Despite the efforts of the ATU to sabotage the strike, transit workers on the picket lines who spoke with the World Socialist Web Site expressed their determination to beat back management’s concession demands. One veteran worker, expressing the sentiments of many, said, “It is time to fight back.”

Drivers of passing cars shouted support or blew their horns to express solidarity with the striking transit workers. The city, formerly a major manufacturing center for General Motors, has been hit by years of plant closings, layoffs and a relentless lowering of living standards, all aided and abetted by the United Auto Workers and other unions. There is widespread support for a fight back.

Striking workers expressed concern that they would be forced to take many concessions, including the hiring of more part-time workers, because they had no confidence that the ATU would fight. One driver in his late 60s said he had retired, but went back to work because he wasn’t making enough money on his retirement to make ends meet.

Workers said they determined to defeat the proposal for a $5,000 deductible before insurance kicks in. “It is like having no health care at all,” one worker noted. Others expressed strong opposition to getting a signing bonus in lieu of a pay raise, noting this had often happened in previous contracts.

Many workers complained about multiple pay tiers negotiated by the ATU in past contracts that stipulate different pay rates and different pay progressions depending on hire date. One worker in Project Mobility said she, at top pay, currently makes $16 an hour after working at RTA since 2008. Another driver said she would have to wait three or four more years to get to top pay, 10 years altogether. Others noted the irregular hours, and the fact that their workday was often split between shifts.

Picketers also complained about lack of information from the ATU. One worker said he thought it would be two weeks before they were eligible for strike pay, but had heard nothing concrete, and that nothing is being put in writing by the ATU.

Having taken the measure of the ATU, transit officials remained intransigent. RTA CEO Mark Donaghy said high-deductible plans are needed to cut costs and told the Dayton Daily News that the union’s counter-demands had been an “absolute non-starter” that would drain the agency of $3 million in additional costs. RTA is using management personnel as strikebreakers to operate Project Mobility buses to transport the disabled.

ATU Local 1385 officials said they would never have called the strike in the first place if RTA management had accepted the union’s proposal for binding arbitration.

“Had we went to binding arbitration this contract would have been settled and the public would have never been in the middle,” Local 1385 President Salyer wrote in a letter last month to RTA. “I would be willing to have language in all new contract[s] for binding arbitration, so the public can never be put in the middle of a strike.”

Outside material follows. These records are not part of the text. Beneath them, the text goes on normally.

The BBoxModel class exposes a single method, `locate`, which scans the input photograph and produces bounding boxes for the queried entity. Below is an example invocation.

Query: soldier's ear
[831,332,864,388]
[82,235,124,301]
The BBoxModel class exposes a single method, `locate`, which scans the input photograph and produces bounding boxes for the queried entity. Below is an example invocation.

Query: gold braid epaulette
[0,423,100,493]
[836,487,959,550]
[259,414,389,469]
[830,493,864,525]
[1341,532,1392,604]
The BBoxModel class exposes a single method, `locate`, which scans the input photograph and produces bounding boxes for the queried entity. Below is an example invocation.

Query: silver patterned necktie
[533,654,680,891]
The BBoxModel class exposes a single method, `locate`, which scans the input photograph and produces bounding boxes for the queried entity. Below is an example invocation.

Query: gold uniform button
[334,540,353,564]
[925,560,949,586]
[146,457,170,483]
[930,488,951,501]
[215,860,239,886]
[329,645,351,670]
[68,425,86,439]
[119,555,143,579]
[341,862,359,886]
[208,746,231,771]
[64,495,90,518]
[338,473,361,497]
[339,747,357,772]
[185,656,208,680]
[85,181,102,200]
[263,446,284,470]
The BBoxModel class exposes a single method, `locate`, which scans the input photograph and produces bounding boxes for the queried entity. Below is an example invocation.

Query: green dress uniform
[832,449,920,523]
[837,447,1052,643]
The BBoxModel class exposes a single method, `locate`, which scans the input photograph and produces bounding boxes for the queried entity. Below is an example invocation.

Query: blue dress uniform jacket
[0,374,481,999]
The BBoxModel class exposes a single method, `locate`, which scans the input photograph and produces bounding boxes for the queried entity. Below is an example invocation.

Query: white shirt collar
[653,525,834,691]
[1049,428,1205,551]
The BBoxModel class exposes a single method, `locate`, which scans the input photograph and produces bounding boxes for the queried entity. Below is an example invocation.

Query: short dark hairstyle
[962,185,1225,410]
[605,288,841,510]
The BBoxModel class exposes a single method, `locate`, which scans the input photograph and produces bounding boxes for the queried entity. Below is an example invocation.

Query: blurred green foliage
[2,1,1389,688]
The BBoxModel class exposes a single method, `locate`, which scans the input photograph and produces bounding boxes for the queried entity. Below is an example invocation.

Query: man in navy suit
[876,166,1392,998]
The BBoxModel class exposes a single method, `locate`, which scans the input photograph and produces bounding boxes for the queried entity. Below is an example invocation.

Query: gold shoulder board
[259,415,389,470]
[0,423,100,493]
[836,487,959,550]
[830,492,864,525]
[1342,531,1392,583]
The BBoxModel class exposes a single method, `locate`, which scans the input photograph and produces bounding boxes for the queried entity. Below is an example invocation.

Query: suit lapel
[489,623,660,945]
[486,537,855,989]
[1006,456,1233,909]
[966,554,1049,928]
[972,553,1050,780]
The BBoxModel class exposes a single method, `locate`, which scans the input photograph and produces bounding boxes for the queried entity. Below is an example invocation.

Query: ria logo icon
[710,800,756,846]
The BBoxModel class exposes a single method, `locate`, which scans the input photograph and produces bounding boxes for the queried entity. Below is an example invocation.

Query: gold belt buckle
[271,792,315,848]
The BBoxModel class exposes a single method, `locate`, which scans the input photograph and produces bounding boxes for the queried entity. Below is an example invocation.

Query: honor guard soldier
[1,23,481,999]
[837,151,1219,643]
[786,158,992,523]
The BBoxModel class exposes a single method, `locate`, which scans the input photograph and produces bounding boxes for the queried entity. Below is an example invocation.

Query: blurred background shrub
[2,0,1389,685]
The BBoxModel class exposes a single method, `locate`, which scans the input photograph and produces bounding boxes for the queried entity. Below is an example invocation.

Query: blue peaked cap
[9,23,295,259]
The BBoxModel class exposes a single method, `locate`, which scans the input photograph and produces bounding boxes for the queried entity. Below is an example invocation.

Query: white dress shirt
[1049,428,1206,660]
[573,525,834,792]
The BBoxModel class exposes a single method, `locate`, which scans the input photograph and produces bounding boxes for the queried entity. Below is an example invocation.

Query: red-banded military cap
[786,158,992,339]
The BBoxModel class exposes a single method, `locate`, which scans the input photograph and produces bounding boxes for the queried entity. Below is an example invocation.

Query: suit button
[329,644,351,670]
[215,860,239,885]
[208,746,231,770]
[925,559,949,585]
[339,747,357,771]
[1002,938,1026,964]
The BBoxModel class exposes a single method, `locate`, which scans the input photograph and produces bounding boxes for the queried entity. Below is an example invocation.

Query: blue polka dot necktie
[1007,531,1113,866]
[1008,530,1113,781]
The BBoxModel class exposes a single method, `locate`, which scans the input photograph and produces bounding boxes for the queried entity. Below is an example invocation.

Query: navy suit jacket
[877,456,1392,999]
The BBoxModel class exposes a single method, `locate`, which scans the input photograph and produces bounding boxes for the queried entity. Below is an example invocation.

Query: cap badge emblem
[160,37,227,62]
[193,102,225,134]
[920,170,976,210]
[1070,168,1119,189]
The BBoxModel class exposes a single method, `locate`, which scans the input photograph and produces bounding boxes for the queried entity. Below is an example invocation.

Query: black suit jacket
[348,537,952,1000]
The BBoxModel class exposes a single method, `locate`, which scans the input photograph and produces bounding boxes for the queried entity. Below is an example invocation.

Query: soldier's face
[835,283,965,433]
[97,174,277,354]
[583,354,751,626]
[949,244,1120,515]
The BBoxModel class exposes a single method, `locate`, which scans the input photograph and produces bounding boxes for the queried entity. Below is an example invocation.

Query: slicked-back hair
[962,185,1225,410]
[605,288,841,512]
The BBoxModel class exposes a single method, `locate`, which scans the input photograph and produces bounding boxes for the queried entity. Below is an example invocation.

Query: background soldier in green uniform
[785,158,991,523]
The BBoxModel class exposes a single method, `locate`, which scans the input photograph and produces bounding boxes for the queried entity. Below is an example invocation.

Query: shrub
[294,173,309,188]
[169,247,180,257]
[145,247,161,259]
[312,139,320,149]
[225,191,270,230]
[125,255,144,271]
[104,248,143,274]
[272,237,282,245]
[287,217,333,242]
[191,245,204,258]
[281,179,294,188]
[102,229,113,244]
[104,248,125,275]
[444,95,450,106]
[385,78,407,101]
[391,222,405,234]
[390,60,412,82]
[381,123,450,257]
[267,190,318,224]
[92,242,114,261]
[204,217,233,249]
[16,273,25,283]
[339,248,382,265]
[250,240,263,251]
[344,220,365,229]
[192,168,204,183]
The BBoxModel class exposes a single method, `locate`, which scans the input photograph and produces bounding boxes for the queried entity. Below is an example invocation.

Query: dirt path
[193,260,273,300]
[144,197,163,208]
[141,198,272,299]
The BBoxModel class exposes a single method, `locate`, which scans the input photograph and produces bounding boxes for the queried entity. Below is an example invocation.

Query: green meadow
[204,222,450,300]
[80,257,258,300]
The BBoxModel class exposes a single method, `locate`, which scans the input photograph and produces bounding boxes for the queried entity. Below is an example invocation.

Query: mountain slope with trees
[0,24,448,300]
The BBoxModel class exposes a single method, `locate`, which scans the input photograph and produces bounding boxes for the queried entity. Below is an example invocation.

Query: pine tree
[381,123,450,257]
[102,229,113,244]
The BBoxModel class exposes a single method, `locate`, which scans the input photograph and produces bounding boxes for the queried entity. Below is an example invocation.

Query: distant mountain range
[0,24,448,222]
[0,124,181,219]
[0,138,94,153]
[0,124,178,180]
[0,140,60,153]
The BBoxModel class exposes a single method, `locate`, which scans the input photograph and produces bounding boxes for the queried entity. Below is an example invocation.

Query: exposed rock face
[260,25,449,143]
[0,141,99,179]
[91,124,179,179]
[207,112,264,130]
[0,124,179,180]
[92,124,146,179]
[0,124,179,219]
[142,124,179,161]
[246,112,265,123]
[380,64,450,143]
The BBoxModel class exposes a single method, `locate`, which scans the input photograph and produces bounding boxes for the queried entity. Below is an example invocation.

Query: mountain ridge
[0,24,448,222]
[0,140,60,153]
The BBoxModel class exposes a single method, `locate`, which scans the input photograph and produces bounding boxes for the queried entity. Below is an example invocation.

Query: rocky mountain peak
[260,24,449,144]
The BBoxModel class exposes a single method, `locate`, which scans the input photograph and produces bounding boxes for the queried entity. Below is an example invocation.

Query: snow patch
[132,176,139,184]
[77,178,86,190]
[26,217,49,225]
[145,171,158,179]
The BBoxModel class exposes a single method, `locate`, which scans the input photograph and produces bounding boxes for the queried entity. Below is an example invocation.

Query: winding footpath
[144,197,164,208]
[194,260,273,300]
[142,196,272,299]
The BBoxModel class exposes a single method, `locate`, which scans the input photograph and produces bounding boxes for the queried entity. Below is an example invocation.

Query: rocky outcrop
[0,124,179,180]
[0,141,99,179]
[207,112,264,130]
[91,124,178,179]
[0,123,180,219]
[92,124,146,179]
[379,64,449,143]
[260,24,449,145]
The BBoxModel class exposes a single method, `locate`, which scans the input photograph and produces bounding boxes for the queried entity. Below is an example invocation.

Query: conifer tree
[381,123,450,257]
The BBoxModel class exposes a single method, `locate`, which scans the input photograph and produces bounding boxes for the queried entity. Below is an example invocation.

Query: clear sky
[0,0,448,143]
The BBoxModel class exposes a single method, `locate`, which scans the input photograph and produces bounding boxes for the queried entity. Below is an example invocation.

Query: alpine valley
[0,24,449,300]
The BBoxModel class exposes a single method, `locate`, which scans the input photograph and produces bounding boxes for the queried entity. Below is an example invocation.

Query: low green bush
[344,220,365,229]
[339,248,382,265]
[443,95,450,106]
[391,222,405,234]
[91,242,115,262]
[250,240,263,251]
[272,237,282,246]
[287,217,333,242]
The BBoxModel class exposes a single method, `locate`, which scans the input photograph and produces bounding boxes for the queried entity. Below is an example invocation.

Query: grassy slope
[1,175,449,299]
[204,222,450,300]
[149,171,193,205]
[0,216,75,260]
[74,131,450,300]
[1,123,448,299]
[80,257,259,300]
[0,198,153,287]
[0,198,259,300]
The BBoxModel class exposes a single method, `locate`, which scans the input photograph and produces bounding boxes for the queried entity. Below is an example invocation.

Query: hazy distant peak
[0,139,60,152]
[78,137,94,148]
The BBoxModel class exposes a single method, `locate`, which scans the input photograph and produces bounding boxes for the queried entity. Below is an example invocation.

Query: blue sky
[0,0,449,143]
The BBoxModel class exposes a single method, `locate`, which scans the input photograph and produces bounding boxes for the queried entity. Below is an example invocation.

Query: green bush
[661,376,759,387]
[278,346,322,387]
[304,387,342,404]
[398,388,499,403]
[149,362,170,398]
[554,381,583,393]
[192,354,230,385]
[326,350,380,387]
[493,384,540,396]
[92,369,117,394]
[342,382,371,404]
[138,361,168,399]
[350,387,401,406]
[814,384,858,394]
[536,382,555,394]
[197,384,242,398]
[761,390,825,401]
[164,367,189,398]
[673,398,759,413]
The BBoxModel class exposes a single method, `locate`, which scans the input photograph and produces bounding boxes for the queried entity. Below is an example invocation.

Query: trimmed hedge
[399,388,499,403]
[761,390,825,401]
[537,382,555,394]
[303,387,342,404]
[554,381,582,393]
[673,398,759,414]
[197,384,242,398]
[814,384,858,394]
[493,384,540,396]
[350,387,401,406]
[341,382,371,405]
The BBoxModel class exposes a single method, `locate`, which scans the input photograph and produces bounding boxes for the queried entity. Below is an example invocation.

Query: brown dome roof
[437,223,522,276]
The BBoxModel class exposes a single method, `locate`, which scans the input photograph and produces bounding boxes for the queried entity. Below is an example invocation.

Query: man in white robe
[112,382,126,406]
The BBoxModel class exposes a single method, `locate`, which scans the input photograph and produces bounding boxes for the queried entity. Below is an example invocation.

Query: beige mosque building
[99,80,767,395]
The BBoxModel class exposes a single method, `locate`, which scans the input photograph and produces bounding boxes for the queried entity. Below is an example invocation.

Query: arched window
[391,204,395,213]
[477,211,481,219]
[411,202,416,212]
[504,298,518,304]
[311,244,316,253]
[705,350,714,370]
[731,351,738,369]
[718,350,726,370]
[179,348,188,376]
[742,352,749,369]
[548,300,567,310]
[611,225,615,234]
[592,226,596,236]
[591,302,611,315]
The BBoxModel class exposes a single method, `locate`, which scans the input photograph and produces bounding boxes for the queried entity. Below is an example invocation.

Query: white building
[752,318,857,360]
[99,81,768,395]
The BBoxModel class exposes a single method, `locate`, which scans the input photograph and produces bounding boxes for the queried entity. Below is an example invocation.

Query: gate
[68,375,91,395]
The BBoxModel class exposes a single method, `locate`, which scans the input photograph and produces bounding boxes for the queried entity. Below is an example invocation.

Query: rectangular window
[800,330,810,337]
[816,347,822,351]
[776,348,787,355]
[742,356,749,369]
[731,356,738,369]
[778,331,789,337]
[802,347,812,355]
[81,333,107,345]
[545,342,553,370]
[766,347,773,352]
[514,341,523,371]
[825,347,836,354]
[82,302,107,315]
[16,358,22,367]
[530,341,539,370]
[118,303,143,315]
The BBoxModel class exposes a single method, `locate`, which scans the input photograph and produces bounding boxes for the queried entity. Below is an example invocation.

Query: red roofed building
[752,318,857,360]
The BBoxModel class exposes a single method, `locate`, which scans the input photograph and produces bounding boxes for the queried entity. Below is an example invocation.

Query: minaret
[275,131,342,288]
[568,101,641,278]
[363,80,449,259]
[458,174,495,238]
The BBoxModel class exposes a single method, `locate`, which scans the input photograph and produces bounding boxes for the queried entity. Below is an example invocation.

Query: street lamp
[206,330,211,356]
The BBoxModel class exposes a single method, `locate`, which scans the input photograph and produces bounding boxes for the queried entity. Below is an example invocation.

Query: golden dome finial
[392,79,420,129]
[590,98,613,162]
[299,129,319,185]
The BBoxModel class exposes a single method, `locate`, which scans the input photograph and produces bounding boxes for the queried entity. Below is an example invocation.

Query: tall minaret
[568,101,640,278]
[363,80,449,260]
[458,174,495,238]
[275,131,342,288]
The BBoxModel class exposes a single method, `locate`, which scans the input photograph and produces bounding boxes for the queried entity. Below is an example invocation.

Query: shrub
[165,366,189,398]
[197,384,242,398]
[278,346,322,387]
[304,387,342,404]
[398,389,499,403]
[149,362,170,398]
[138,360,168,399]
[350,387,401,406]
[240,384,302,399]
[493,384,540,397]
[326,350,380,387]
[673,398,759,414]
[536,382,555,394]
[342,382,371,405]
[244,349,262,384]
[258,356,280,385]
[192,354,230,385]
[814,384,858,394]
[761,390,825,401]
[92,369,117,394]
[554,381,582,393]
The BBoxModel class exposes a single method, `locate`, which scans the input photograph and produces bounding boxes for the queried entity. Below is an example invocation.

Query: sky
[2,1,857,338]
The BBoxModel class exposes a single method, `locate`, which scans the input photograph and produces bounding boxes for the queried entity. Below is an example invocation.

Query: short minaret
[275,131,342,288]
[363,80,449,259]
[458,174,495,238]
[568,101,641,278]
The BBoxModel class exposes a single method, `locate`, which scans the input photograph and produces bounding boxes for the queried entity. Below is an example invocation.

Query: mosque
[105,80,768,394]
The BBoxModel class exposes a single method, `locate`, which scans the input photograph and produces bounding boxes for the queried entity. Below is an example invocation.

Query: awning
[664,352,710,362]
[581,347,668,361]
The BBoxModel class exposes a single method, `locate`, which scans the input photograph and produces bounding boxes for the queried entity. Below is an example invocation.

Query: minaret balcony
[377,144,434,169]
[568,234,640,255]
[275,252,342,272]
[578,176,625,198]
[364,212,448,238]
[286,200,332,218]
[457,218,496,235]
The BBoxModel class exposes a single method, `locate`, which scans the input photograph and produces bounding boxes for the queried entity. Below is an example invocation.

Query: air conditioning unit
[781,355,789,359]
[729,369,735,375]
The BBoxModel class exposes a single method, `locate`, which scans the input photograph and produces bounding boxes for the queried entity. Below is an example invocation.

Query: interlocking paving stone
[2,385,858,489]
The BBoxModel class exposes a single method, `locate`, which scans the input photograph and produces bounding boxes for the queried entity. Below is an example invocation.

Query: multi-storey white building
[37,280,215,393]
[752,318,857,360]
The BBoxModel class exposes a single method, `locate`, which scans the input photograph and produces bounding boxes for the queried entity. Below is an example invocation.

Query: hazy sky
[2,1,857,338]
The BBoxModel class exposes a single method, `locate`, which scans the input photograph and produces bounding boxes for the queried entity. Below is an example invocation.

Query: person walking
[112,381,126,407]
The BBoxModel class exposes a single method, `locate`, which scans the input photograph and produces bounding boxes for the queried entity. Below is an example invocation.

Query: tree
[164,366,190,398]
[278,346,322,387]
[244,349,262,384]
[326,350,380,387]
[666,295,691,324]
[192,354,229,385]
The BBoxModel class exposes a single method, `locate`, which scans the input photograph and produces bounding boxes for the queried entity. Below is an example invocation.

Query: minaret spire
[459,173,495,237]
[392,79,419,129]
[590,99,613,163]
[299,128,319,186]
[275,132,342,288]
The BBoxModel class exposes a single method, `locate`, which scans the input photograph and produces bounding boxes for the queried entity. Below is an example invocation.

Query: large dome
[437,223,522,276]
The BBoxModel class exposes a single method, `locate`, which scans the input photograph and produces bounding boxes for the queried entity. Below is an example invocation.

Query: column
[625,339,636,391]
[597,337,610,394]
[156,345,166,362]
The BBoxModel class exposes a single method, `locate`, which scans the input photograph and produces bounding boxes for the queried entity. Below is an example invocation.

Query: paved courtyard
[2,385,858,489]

This is a thoroughly antidemocratic scheme that strips workers of the right to strike and places their fate in the hands of a supposedly neutral arbitrator. It is not surprising that Republican state legislators want to impose the same measure on transit workers.

State Rep. Niraj Antani, a Republican from Miamisburg, told the Daily News that he is seeking legislative action to prevent future strikes, including forcing transit workers, like firefighters and cops, into binding arbitration. “Certainly, this is not working,” Antani said. “I will look into a legislative solution to make sure this situation never happens again. It’s absolutely unacceptable for a strike to happen—or the threat of a strike to happen.”

The Republican legislator praised Democratic US Senator Sherrod Brown’s efforts to prevent the strike. “I commend him for not taking sides,” Antani told the Daily News. “He’s a labor guy, if he took the side of labor, people would understand. But he’s above reproach.”

RTA officials rejected the proposal for binding arbitration, calculating that they could get even deeper concessions by relying on the ATU to strangle the strike and impose management’s dictates. RTA CEO Donaghy said the agency would not “delegate our responsibility to the local taxpayers to a third party to determine the future cost of operating this agency.”